Comment by kelseyfrog

3 days ago

Parents won't parent without a change in incentives.

That's why giving children access to social media must be punished to the same degree as giving children heroin. If it's a parent's responsibility, it must be made a parent's liability. Anything without the full threat of the government's monopoly on violence is just a pretty slogan. We should see access to social media as the neglect that it is.

Age restriction puts the burden and punishment on citizens.

Your proposal to punish parents does the same.

How about a solution that puts burden on corporations for once?

  • That's great messaging, but what exactly are you materially proposing that's different?

    If you make corporations liable for minors using their product, they're just going to require identity verification to use their product, and we're back to effectively the same proposal, right? Unless I've misunderstood you.

    • And that's fine. I'm pretty sure my nephew's high school friends will all quit Facebook for once and move to a decentralized platform or even install their own servers. The teenagers can go pretty far and learn advanced stuff if they want to. I bet their minecraft home is more complex.

      And I already know their opinion on the age restrictions.

    • I am specifically not proposing any material solution.

      It seems like it’s been easy for every corporate-backed actor to come up with solutions that burden everyday citizens.

      Now we’re yet again burdened to solve a problem corporations created.

  • Because corporations don't have children?

    Incentivizing parents to parent aligns the obligation, agency, and responsibility. People who don't want that level of responsibility can not have children.

    • I don't know, if the biggest companies in the world were setting up outside schools and in cul-de-sacs and aggressively selling colorful heroin with cartoon mascots my first reaction wouldn't be to blame parents for failing to prevent the childhood heroin addiction epidemic and call for arresting them.

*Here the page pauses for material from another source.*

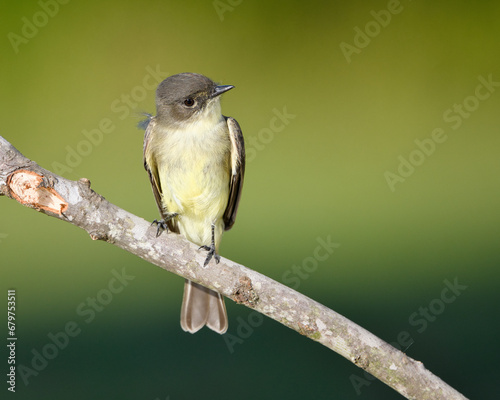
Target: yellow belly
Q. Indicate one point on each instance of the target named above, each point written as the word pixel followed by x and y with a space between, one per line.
pixel 194 172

      I think it would be more fair and useful to focus enforcement on the parties with power making intentional decisions to make the world a worse place. I guess that makes me anti-agency and anti-responsibility though.

    • Certainly a lot of people do need to approach parenting better.

      However, I simultaneously think that a lot of “personal responsibility” culture is very convenient ideology for corporations.

      Nothing is ever their fault. Everything is a failing of personal obligation, agency, and responsibility.

      A whole bunch of things that make good parenting so difficult are directly the fault of corporations.

      There is zero mandatory paid parental leave in the United States. I wonder how much corporate money goes into maintaining that status quo?

      1 reply →

    • Because there are bad parents, all people must give up all anonymity?

      You are asking for society to bear the burdens of the people you want to change. That is bad policy.

      1 reply →

  • Bingo. And now GP should go look who is behind age verification and ponder why they'd be pushing for this if it didn't benefit them.

This is very "war on drugs" coded, but to extend the metaphor a bit:

Meta here is the heroin cartel. They're a publicly traded company, have offices all over the country, and have mountains of evidence sitting in moderately well secured cabinets. Why should the government go after users when it could more easily go after the producers?

Comparing Social Media to Heroin seems quite hyperbolic to me as someone who has had people in my life die of opioid addiction.

Social Media isn't even as bad as Tobacco I'd say let alone Heroin.

Since the beginning of the computer age kids have found ways around parental controls. I'm very skeptical that it's a good idea to punish parents for that, especially since the kids are likely more tech-savvy than the parents.

And, in many cases, "parent" singular. Putting a single mom in court, in jail, because she works 2-3 jobs and her kids are more knowledgeable than she is about computers? C'mon.

  • You're not putting her in jail for having kids smarter than she is. You're telling her that if she can't parent, then she can't have kids. Having kids is a responsibility, not a reward, and that responsibility is more than just having money to pay for their food. If you can't afford to take care of your kids, then you can't afford to have them.

    This applies to more than just tech and money: being unable to give your kids attention because you need 3 jobs to pay for them is just as bad for the kids as being unable to give them attention because you're busy gambling or a drug addict (it does makes a difference to whether you're a disgusting person, though).

  • If this was true, then the "parents should parent" camp doesn't have a valid argument. Practically speaking, if parenting to this level of involvement is not possible, then why do they keep pushing for it as a solution?